The Cinema Revival collective raised $430,000 through support from the likes of Lynch and Sciamma, matched with funds from Leos Carax, Agnès Jaoui, Wang Bing, Mathieu Amalric, Alain Cavalier, Sophie Fillières, Irène Jacob and Valérie Massadian. Subseqeuent donations Quentin Tarantino and Cedric Klapisch filled the collective’s coffers even more, helping to secure the $2.1 million needed to close the transaction.

Sciamma is also a member of the Cinema Revival board of administrators.

“We don’t just want to protect a local cinema,” says the La Clef board. “We must also defend the value of an institution measured less in square meters than by the opportunities for interaction and creativity. We believe such institutions should exist right at the heart of a major metropolis, and not on the outskirts once the market pushes them back.”

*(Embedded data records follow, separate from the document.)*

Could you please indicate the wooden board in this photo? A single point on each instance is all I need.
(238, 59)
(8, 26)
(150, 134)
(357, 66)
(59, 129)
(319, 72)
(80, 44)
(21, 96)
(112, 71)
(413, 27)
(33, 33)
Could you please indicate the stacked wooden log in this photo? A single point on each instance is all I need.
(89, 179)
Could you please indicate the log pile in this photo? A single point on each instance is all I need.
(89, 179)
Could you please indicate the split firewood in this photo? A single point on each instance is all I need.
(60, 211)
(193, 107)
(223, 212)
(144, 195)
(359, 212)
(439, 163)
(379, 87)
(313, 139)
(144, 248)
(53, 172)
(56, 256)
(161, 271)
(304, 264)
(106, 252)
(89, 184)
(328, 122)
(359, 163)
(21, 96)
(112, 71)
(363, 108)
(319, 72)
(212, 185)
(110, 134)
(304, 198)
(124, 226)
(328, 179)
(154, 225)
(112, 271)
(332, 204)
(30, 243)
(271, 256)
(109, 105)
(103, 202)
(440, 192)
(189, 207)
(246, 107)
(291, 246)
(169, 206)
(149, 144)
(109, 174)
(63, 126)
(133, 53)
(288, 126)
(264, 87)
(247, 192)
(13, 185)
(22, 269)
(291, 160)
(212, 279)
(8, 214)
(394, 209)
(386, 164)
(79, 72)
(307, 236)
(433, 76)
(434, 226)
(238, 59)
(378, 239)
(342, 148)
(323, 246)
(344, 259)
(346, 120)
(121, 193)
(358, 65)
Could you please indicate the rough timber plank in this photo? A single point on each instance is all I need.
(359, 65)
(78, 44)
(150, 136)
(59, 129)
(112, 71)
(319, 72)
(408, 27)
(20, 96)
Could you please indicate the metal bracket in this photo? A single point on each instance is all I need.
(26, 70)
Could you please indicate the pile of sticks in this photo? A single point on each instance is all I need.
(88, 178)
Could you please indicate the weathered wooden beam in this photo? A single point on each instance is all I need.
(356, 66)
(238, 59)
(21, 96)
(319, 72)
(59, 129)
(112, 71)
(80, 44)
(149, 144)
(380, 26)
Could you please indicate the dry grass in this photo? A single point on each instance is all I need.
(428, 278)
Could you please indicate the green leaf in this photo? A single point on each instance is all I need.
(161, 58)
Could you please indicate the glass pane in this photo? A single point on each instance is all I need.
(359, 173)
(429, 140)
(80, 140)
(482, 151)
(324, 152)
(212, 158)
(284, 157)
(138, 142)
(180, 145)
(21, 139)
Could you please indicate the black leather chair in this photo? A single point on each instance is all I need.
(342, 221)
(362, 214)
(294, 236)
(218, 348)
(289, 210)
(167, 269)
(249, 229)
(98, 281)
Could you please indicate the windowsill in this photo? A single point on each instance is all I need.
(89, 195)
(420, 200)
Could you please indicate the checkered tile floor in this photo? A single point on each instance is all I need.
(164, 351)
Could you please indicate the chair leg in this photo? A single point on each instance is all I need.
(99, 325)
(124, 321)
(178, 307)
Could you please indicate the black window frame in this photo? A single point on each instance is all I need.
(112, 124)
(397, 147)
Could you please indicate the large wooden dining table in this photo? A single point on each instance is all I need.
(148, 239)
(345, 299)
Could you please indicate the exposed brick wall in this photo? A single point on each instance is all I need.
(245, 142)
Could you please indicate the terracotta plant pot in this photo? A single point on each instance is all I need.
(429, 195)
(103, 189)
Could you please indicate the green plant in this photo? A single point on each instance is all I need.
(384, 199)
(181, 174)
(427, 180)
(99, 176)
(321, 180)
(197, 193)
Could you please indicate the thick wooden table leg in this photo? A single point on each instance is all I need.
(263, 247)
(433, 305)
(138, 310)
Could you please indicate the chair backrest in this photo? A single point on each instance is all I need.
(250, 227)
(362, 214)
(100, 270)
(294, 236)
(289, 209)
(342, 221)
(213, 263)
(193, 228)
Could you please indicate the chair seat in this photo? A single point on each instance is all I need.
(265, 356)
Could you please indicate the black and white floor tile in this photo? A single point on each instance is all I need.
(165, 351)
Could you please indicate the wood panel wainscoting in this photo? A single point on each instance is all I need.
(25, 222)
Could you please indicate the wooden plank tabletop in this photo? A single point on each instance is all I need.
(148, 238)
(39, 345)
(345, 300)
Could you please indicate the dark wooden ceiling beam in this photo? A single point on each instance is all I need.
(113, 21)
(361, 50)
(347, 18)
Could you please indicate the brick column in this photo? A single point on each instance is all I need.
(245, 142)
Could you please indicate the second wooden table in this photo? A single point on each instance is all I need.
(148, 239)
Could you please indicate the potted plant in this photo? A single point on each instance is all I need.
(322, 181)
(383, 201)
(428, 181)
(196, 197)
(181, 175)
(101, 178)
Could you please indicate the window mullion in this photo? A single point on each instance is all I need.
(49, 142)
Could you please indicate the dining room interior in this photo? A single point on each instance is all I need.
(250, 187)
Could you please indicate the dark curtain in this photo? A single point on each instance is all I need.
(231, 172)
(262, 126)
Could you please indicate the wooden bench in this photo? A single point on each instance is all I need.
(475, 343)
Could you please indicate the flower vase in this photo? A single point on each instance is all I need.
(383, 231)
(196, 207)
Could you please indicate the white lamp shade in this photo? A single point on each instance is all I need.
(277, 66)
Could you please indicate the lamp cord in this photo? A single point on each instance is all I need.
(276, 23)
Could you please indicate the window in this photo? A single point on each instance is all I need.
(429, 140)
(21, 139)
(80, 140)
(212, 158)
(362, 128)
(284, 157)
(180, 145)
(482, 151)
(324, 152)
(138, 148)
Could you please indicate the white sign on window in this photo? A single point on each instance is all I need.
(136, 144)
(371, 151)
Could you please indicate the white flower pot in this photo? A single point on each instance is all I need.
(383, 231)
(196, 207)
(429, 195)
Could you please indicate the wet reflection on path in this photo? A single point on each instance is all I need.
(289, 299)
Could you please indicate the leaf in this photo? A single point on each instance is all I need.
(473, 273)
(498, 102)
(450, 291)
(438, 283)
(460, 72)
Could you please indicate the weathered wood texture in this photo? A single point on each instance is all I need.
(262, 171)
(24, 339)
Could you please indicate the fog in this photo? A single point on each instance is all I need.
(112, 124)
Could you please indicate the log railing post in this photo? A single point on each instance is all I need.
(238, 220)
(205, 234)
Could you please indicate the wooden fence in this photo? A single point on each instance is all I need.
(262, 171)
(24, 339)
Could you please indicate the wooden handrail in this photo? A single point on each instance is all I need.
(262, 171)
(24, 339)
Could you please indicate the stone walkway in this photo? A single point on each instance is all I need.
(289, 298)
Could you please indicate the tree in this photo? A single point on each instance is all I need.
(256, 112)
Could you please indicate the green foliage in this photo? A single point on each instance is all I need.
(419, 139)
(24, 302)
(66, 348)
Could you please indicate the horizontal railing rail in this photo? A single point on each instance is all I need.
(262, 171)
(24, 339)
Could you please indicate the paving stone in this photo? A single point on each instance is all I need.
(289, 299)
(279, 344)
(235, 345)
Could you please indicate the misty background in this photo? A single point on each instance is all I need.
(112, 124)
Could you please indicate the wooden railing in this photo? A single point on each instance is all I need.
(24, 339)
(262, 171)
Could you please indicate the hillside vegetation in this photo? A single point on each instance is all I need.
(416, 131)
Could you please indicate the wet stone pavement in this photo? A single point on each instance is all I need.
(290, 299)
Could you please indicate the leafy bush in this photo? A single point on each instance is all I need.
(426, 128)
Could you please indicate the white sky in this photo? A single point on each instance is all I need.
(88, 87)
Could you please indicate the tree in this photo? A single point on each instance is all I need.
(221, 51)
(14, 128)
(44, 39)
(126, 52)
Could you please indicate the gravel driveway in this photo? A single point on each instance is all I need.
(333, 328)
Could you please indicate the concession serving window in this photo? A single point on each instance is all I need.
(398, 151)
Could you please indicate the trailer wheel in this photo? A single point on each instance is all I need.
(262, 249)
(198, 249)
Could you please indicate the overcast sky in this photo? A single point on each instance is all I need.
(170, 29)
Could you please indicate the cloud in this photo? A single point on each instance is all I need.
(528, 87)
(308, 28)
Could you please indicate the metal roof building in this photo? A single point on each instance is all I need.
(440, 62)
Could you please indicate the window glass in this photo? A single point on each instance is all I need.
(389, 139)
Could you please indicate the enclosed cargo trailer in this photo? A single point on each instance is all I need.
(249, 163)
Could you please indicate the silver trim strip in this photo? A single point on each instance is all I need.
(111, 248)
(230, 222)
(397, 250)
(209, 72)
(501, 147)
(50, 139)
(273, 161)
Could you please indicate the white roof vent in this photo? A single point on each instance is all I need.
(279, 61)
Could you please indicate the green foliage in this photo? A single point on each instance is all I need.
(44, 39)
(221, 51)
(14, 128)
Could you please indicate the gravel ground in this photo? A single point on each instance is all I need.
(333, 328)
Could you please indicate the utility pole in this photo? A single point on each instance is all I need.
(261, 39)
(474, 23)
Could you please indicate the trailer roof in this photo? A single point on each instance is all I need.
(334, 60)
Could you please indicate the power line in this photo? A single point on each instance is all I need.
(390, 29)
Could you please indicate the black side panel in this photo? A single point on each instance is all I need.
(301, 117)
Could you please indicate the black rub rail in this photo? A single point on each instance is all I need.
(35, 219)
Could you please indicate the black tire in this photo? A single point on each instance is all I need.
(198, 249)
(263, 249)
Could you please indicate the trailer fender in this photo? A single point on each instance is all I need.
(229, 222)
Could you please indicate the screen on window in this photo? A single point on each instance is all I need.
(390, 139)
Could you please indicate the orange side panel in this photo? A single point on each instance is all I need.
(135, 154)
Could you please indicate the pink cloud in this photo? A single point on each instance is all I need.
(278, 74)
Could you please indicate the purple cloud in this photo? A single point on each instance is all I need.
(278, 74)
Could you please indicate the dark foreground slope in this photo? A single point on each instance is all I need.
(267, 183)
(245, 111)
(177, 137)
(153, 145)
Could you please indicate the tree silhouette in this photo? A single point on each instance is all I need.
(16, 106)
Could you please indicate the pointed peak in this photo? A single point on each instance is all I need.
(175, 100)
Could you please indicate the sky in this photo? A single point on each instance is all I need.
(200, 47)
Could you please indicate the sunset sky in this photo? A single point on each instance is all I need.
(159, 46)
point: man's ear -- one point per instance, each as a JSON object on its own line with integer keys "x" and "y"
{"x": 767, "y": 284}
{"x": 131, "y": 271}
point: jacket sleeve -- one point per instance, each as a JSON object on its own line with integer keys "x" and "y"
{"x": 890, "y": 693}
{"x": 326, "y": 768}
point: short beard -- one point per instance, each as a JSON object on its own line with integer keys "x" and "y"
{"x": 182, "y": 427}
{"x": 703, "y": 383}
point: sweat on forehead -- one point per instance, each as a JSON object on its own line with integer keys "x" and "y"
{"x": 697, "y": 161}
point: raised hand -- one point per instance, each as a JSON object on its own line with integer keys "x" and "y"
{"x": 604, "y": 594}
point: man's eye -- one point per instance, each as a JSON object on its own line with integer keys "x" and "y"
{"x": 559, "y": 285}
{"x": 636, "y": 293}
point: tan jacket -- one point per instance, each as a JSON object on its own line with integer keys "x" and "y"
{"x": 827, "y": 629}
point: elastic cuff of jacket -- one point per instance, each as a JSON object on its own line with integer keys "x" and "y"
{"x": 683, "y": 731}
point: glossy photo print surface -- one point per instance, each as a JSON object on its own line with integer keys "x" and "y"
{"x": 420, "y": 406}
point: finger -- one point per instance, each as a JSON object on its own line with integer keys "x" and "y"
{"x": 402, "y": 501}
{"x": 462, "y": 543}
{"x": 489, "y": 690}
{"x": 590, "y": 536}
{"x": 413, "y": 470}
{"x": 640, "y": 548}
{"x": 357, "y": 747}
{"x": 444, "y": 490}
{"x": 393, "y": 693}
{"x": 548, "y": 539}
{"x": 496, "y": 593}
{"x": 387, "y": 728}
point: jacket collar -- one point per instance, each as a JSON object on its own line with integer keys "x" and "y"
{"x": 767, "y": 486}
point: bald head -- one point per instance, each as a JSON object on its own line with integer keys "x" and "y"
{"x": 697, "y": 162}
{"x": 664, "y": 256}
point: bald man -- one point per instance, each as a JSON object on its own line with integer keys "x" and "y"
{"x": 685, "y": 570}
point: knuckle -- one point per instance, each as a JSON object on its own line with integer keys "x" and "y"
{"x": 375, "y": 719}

If for nothing else, this happy announcement should help lift the spirits of a film community rattled by the country’s impending parliamentary elections, which could very likely bring to power France’s the first far-right government since the Second World War.

“The grave political context and the anxiety it imparts make it more necessary than ever to have places to meet, to think and to build alternatives,” says the collective. ”We hope that this good news, however small, offers hope and strength to all those who are fighting, everywhere.”